Although there are no known studies relating to college students and their work hours, it seems they are also bound to their desks and dorms by environments in which faculty, friends and other members of the college community increasingly do their work online. Studies of time spent on instant messaging services would probably show staggering use. And research possibilities online are boundless.
Few of us manage to buck this trend, apart from some neo-Luddites. Half of all Americans now own a cell phone, and more than 46 per cent of pleasure travelers take their phones with them when they go away, reports the Travel Industry Association. More than 18 per cent take their pagers and 6 per cent their laptops, while 10 per cent check e-mail on vacation. Younger Americans are living in a hyperactive information culture.
According to the Bureau of Labor Statistics, 40 per cent of men worked more than 40 hours a week in l998, an increase of 5 percentage points in the last two decades. As for women, 22 per cent worked more than 40 hours aweek, compared with just 14 per cent in 1979.
So it's not surprising that a l998 General Social Survey conducted by the National Opinion Research Center at the University of Chicago found that more than 40 per cent of American workers say they come home from work exhausted, up from 36 per cent in l989. Young married couples report that they work an average 26 per cent more hours each year than they did 30 years ago.
Aside from long hours, the nature of work has changed.
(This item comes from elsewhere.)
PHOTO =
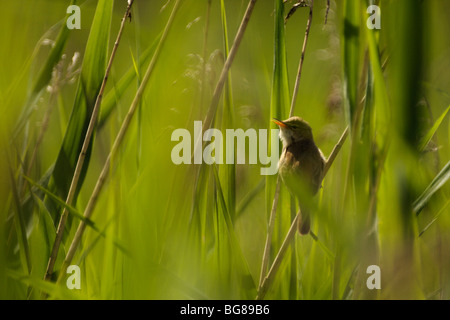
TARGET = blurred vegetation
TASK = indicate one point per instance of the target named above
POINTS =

Economist and author Richard Sennett (The Corrosion of Character: The Personal Consequences of Work in the New Capitalism) and Joanne B. Ciulla (The Working Life: The Promise and Betrayal of Modern Work), point out changes in the nature of work itself.
"Flexible" work projects, the growing number of part-time workers, and a culture that embraces and even celebrates continuous layoffs, down-sizings and re-engineerings have rendered almost everyone's work life stressful and unstable. Workers work harder and longer, move more often, change their work tasks more frequently, and are nevertheless constantly subject to dismissal or its threat.
This isn't what technology is supposed to be doing for us. New technologies, from genetic research to the Net, offer all sorts of benefits and opportunities. But when new tools make life more difficult and stressful rather than easier and more meaningful -- and we are, as a society, barely conscious of it -- then something has gone seriously awry, both with our expectations for technology and our understanding of how it works.